Game Day Planning Template:
## Game Day: [Title]
**Date:** [Date and time]
**Duration:** [Expected duration]
**Facilitator:** [Name]
**Participants:** [Team members]
### Scenario
[Description of the simulated incident]
### Objectives
- [ ] Validate alerting detects the failure within [N] minutes
- [ ] Validate team can triage to correct severity
- [ ] Validate mitigation can be applied within [N] minutes
- [ ] Validate communication protocols are followed
### Ground Rules
- This is practice, not evaluation
- Facilitator controls the scenario progression
- Anyone can call "stop" if real production impact is detected
- Document all observations in real time
### Debrief Questions
1. Did alerts fire as expected?
2. Was the right team engaged quickly enough?

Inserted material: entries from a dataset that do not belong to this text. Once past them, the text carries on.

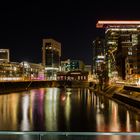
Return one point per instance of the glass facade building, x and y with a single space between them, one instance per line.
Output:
51 53
120 37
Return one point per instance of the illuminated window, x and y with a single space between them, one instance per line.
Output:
129 53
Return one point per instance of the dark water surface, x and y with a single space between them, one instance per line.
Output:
54 109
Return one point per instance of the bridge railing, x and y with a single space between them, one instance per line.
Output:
14 135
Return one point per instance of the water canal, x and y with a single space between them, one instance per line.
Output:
55 109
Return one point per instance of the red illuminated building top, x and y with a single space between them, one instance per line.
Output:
105 23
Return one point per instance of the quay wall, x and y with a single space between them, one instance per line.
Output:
7 87
128 96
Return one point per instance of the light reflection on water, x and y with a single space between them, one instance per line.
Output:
54 109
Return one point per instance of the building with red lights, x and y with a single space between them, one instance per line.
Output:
121 39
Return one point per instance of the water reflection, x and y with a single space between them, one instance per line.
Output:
54 109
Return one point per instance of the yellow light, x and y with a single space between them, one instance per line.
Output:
100 23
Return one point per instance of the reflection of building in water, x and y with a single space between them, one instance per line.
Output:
4 56
9 106
68 110
25 125
51 109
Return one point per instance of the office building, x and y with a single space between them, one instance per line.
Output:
4 56
120 38
51 53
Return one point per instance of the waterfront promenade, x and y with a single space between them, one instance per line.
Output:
16 86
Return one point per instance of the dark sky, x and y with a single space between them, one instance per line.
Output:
23 25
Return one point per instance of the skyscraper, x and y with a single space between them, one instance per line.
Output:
4 55
51 53
121 37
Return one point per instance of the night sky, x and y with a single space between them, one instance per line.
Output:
23 25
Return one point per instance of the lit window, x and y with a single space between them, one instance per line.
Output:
129 53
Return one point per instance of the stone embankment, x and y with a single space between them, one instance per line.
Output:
16 86
126 95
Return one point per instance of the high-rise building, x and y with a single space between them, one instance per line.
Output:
51 57
4 55
72 65
99 51
120 37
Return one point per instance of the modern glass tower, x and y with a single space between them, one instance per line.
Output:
51 53
120 37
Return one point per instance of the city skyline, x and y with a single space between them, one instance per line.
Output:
24 26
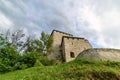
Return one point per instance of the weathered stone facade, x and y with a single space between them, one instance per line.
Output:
73 46
67 46
57 39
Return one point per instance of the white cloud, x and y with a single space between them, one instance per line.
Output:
5 22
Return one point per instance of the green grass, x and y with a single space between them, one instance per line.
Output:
79 69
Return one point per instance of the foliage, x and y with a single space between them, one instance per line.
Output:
8 59
80 69
11 47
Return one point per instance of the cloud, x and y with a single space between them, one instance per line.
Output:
96 20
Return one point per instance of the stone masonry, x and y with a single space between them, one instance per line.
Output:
66 46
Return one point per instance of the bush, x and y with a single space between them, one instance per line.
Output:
38 64
8 59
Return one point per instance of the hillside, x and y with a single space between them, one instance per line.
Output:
79 69
106 54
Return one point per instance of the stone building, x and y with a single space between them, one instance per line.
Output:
66 46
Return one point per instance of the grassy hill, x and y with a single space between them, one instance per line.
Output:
79 69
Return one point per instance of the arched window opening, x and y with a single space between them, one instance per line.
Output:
72 55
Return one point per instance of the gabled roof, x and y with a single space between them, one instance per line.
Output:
61 32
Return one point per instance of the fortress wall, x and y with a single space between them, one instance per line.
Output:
74 45
101 54
57 39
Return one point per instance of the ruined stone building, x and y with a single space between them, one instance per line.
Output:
66 46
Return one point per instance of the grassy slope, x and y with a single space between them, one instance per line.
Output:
79 69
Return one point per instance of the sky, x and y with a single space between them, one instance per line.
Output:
96 20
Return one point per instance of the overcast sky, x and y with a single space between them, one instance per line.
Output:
96 20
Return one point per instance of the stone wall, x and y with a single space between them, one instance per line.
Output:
57 39
72 46
101 54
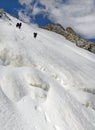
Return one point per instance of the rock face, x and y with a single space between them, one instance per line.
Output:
72 36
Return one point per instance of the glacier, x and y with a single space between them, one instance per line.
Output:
47 83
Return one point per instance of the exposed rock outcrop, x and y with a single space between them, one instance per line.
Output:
72 36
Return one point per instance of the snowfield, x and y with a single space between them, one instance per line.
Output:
47 83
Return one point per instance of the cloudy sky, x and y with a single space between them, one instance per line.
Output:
79 14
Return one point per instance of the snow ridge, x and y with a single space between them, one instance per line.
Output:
46 83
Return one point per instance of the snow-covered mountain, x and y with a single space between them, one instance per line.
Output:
46 83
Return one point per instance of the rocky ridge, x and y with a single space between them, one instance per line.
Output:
72 36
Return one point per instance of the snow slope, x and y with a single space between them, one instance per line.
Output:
46 83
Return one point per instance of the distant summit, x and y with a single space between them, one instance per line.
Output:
72 36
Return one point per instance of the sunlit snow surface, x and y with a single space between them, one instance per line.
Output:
46 83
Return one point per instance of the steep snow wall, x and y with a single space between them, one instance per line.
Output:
46 83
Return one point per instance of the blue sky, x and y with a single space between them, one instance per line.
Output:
78 14
12 7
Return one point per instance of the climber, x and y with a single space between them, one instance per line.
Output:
35 35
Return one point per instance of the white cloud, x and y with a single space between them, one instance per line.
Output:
79 14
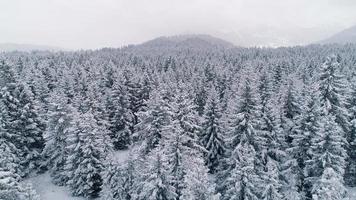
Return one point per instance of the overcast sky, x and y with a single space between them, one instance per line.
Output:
76 24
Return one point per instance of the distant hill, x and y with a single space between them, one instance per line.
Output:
343 37
6 47
196 41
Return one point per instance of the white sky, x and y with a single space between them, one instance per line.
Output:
101 23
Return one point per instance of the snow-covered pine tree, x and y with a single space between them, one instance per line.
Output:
272 180
242 181
307 126
21 123
58 126
327 153
153 120
184 154
334 91
211 131
119 116
329 187
350 172
154 183
10 187
271 154
88 145
238 178
119 180
329 145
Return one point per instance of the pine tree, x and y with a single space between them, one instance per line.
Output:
272 181
87 146
350 172
328 148
120 117
242 182
183 152
58 127
211 132
10 187
327 153
119 180
307 126
152 122
238 178
329 187
155 184
21 123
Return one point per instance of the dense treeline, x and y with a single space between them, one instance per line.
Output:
199 122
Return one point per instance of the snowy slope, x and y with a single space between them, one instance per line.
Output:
346 36
352 193
48 191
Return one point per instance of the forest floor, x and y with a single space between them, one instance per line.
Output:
42 183
48 191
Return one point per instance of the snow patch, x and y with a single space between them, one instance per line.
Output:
48 191
352 193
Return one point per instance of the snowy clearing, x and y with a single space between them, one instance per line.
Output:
48 191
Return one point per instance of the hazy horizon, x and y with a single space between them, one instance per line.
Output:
95 24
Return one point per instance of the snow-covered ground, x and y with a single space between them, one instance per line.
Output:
120 156
48 191
352 193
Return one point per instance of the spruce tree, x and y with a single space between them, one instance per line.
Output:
21 123
238 178
119 180
87 145
119 116
155 181
153 120
211 132
58 127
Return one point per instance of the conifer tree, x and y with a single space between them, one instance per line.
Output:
119 180
21 123
328 148
238 178
120 117
211 132
155 181
329 186
58 127
153 120
87 146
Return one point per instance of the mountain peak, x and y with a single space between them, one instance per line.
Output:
343 37
191 40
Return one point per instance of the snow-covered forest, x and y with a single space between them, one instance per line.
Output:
198 121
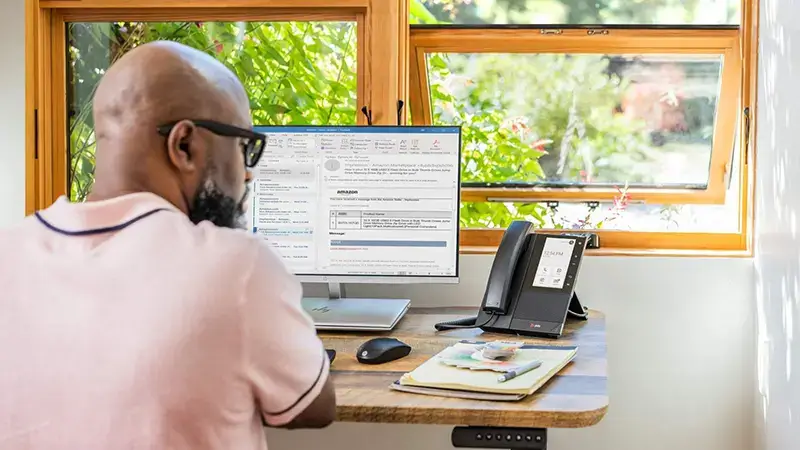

3. Were runbooks adequate?
4. What would we do differently in a real incident?
Game day cadence:
- Quarterly for critical services
- After major architecture changes
- When onboarding new on-call engineers
- After any P0 incident (test the fixes)
Resilience Testing Methodology
Resilience Maturity Levels
| Level | Description | Activities |
|---|---|---|
| 1 - Reactive | Fix failures after they happen | Postmortems, basic monitoring |
| 2 - Aware | Know where failures could happen | Failure mode analysis, risk registry |
| 3 - Proactive | Test for failures before they happen | Chaos experiments in staging |
| 4 - Continuous | Regularly validate resilience in production | Automated chaos, game days |
| 5 - Anti-fragile | Systems improve through failure | Feedback loops, auto-remediation |
Resilience Testing Checklist
For each critical service, validate:
- Single instance failure: Service recovers when one instance dies
- Dependency timeout: Service handles slow dependencies gracefully
- Dependency outage: Service degrades (not crashes) when dependency is down
- Network partition: Service handles split-brain scenarios
- Load spike: Service sheds load or scales under 3x normal traffic
- Disk full: Service alerts and degrades before crashing
- Configuration error: Service fails fast with clear error on bad config
- Rollback: Previous version can be deployed within 5 minutes
- Data corruption: Backup restore has been tested within the last quarter
Steady-State Hypothesis
Before running any chaos experiment, define what "normal" looks like:
Steady state:
- Request success rate > 99.9%
- p99 latency < 200ms
- Error rate < 0.1%
- No alerts firing
Experiment: Kill 1 of 3 service instances
Hypothesis: Steady state metrics remain within 10% of baseline
within 60 seconds of the fault injection.
Abort if: Error rate > 5% for more than 30 seconds.